Are you preparing to get in the ring and fight for your 2022 security budget? Business security is important, and allocating the right resources to safeguard against potential threats is a key defense.
Learn how to save money and secure assets. Where can you start?
Wednesday, October 27, 2021 at 12:00 PM, hear from the following security professionals as they discuss their experiences approving and securing budget:
- Julie Cullivan, seasoned security executive and former CIO
- Andrew Obadiaru, Cobalt CISO
- Dan Tyrrell, Manager of Professional Services at Cobalt
- Caroline Wong, Cobalt CSO
Join us for Winning the Security Budget Fight: How to Get Funding Every Time for a live, interactive panel discussion with security experts to ensure you are ready to knock out your upcoming budget battle.

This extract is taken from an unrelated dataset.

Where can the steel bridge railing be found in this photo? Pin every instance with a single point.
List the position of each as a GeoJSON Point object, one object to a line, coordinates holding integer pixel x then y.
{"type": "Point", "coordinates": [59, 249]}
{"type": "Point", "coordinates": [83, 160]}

And — as a sneak peek, read about emerging trends in the cybersecurity space from the perspective of panelist Dan Tyrrell:
1. What do you think the prevalent threats will be in 2022? Supply chain attacks will continue to be a problem moving into 2022 and beyond. The Solarwinds attack was eye-opening to many information security professionals, and, I am sure, attackers alike. The ability to have a one-to-many breach scenario is too enticing for attackers to pass up.
2. Do you think certain industries will be more targeted than others? If yes, why? I feel like supply chain attacks, as previously mentioned, will continue to focus on large software companies that provide critical services to thousands of companies. Outside of supply chain attacks, I believe that healthcare providers will continue to be targeted. Specifically with ransomware. When lives are on the line there is a higher chance that the attackers will get paid from something like a ransomware campaign. Additionally, critical infrastructure will continue to be a target for nation-states.
3. Do you expect to see changes in how teams prevent or test for vulnerabilities? I have seen a greater emphasis, and rigor, placed on what companies expect from their critical suppliers when it comes to security controls. Additionally, I have seen a lot of companies ramp up their vulnerability detection and patching programs. These enhancements are focused on both frequency and depth of testing. Companies want to pentest more and engage in advanced exercises like red team engagements. I have also seen a shift towards companies testing their true attack surface, versus what is required for regulatory and compliance purposes (ex. A medical device manufacturer having their embedded systems tested in addition to their networks, apps, APIs, and infrastructure).
4. Do you expect any changes in the security tool landscape? Absolutely. New tools are coming out on a regular basis trying to solve problems that are otherwise cumbersome to solve. We see the emergence and adoption of XDR, Zero Trust, and more. That trend will continue, both adoption and the releases in new security tools to solve old security challenges.
5. Do you think ransomware will continue to be such a threat? And if so, how can companies combat it effectively? Yes. It will continue, but be more targeted. It is generally accepted that there are a few key controls you can put into place to limit the impact of ransomware. Controls like regular backups, failover, and recovery testing, EDR, pentesting, etc. All of these controls help close a gap in security and help reduce the likelihood and impact of ransomware. The problem is that a lot of companies are not doing these things, or feel like they could not be a target for ransomware groups. The stronger the overall security posture of an organization, the less likely a ransomware attack is to hit them. The more resilient an organization is, the less impact a ransomware attack will have.
6. Is there anything else you would like to share? It’s hard to say for sure, but I am actually optimistic that 2022 will be a better year for security. I feel like the story of 2020 and 2021 was companies scaling back their spending due to the pandemic. Many companies, especially the ones I talk with, are back to full capacity with their budgets; if not spending more aggressively going into 2022 and beyond.
Dan Tyrrell is an information security and technology expert with extensive experience in both areas: 14 years in IT and 6 years in InfoSec. He's led numerous teams from the ground up in the software industry, and is currently building out the Professional Services function at Cobalt, aiming to help customers maximize the value of their pentests and strengthen their overall security programs.